There was great excitement at Holy Cross Orphan, situated on the corner of De La Rey and Modderdam Road, yesterday as staff prepare for their centenary mass on Sunday at the Parow Catholic Church.
Originally located in Bellville, the orphanage was forced to move due to the Group Areas Act during apartheid.
Manager Edward Cyster says the orphanage is home to over 100 children.
“We have 110 beds at the moment, with 101 girls and boys ranging from age two to 18 years old. The spare beds we use for emergency placements,” he explains.
“Back then, the orphanage was established as many children were left orphaned after their parents died due to the Spanish flu and was initially solely run by nuns.”
Cyster says they face challenges but have programmes to help the laaities cope.
“Some of the children are just here because their families do not want them,” he says.
“We have a mentoring programme for the children to build them up and give them life skills.”
Kids in the same age groups are bunked together, and the younger ones’ rooms are colourfully decorated in their own artwork, with toys and books lying all over.
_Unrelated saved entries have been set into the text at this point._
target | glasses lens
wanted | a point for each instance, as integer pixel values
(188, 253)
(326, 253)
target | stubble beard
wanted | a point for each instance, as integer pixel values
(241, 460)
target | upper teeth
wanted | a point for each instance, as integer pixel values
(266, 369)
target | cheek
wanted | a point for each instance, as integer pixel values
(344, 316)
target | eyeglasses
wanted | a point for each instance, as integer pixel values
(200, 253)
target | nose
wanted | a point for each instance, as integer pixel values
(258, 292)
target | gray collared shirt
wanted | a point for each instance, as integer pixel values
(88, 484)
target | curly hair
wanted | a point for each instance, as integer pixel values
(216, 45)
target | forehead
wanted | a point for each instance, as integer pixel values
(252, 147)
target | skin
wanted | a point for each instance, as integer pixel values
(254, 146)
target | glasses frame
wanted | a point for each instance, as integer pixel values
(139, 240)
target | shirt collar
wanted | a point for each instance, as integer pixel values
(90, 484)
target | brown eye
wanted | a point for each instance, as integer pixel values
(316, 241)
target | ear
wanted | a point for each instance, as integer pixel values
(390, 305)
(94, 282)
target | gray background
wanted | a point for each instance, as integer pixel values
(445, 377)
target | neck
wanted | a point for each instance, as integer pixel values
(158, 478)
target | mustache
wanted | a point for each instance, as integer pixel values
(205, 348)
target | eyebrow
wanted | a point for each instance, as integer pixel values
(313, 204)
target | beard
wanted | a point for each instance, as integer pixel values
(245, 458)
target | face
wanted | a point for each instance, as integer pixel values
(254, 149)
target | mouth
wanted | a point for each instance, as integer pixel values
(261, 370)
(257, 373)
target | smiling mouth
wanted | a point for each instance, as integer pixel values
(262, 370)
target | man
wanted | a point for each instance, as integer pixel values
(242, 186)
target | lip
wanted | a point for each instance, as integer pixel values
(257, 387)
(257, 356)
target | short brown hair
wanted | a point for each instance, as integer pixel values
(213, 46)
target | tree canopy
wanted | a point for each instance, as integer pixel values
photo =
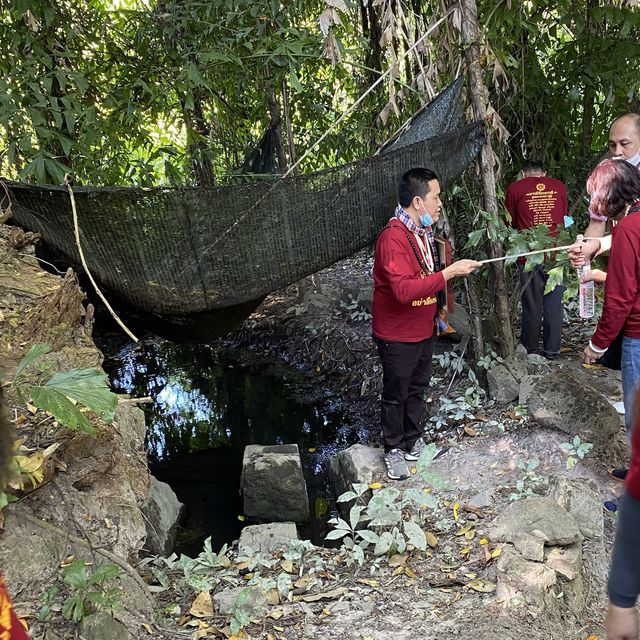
(135, 92)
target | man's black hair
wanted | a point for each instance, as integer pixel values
(414, 182)
(634, 117)
(532, 165)
(6, 443)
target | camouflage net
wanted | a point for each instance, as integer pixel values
(182, 251)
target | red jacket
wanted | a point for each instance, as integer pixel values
(621, 308)
(10, 627)
(404, 300)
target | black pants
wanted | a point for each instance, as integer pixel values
(540, 311)
(624, 575)
(406, 371)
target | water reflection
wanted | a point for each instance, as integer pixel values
(207, 406)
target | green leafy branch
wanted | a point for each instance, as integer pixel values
(64, 391)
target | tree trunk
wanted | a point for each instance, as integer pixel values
(588, 97)
(480, 99)
(276, 123)
(287, 123)
(194, 121)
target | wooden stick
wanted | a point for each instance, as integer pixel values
(86, 268)
(528, 253)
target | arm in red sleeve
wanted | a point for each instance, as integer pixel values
(399, 266)
(620, 289)
(510, 202)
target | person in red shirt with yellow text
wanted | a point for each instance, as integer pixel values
(614, 188)
(533, 200)
(406, 279)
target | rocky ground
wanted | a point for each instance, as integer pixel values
(468, 581)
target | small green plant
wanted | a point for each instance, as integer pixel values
(65, 392)
(245, 609)
(530, 483)
(88, 592)
(575, 450)
(391, 519)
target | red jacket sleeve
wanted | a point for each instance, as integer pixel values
(510, 203)
(399, 266)
(620, 290)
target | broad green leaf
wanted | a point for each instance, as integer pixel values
(36, 351)
(416, 535)
(369, 536)
(88, 387)
(75, 574)
(62, 409)
(336, 534)
(105, 572)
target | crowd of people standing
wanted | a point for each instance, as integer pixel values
(408, 277)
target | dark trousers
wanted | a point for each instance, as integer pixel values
(406, 371)
(540, 311)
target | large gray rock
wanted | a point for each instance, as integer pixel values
(531, 524)
(357, 464)
(162, 512)
(581, 498)
(567, 561)
(517, 367)
(566, 401)
(102, 626)
(460, 321)
(502, 385)
(267, 538)
(252, 601)
(527, 385)
(537, 364)
(273, 485)
(521, 581)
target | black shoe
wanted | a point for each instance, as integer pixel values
(618, 474)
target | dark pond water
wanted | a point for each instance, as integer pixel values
(207, 406)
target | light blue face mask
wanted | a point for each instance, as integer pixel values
(425, 219)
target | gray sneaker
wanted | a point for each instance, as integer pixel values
(416, 450)
(397, 468)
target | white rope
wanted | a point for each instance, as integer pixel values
(86, 268)
(293, 167)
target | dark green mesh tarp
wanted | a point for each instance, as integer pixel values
(182, 251)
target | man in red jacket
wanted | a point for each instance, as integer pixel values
(624, 575)
(406, 279)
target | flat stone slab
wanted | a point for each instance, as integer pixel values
(253, 600)
(272, 484)
(502, 385)
(162, 511)
(357, 464)
(568, 402)
(267, 538)
(521, 581)
(567, 561)
(531, 524)
(582, 499)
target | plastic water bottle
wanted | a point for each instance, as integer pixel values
(587, 289)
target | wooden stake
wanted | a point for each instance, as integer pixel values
(86, 268)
Fatima Daniels, 63, from Portlands in Mitchells Plain was seven years old when she was taken in at the orphanage.
“My mother did not want us so she gave us to my grandmother, but when social workers came, they said she was too old to look after us and took us,” she recalls.
“Myself and two sisters were placed in the orphanage when I was seven years old. I left the orphanage when I was 18 but I still go back. It is the only home I know,” Fatima says.
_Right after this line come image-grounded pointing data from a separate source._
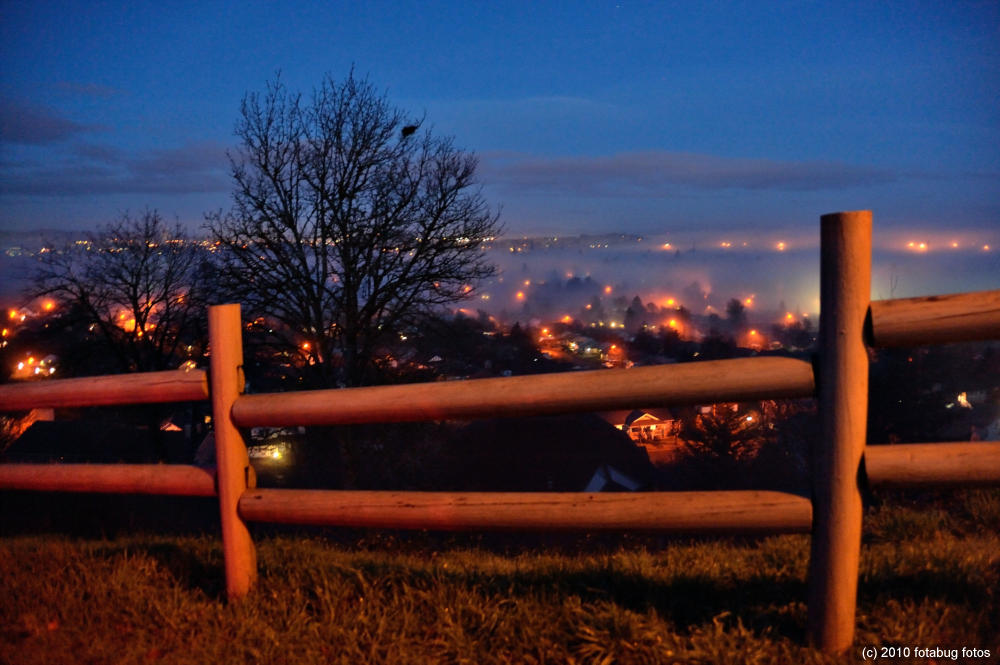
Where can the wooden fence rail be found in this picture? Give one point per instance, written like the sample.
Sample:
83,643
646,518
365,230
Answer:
748,512
841,461
170,479
691,383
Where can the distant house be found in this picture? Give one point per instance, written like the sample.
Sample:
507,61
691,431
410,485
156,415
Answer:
571,453
646,426
81,441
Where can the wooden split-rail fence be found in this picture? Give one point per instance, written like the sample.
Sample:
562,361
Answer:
841,461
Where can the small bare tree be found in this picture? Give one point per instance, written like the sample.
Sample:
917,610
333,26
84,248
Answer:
349,219
136,285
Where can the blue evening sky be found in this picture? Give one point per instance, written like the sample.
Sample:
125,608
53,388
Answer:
587,117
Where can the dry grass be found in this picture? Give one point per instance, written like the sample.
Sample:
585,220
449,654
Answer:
930,574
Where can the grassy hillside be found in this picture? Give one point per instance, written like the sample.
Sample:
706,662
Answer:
930,577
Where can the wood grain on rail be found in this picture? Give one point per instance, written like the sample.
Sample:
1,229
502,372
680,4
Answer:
936,319
687,512
706,382
959,464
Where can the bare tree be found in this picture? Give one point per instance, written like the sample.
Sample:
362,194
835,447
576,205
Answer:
349,219
136,285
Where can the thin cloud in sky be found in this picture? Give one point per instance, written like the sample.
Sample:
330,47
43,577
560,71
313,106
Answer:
96,169
654,173
32,124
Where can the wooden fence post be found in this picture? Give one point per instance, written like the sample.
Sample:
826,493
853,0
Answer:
842,386
225,337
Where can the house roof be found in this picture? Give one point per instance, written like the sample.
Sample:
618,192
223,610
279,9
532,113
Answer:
628,418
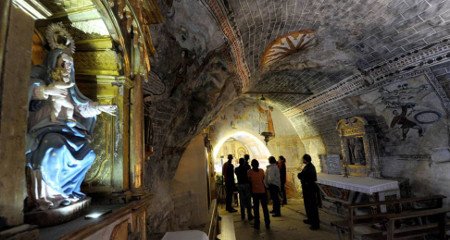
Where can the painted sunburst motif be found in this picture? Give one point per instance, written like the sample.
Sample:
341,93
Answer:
286,45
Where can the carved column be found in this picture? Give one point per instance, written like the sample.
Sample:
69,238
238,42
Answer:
371,151
137,134
16,46
345,153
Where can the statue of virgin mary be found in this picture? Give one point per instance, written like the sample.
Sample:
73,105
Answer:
58,152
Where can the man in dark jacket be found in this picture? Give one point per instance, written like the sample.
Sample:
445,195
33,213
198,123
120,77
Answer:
228,177
282,167
308,178
245,193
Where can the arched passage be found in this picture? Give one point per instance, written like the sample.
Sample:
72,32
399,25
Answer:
252,144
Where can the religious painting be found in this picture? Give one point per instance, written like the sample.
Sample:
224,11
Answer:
415,115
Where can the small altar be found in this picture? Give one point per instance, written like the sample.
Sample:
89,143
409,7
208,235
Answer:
346,190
The pensioner says she would not be the person she is today without the guidance of the nuns at the orphanage.
“The nuns set the foundation and molded us. We had time for knitting, sewing, studying and play time but the love was in abundance,” she says with a smile.
“I come here and still feel the love. I’ll always try and give back as much as I can although I’ll never be able to do enough.
“If I look back on my life, I wouldn’t want it any other way.”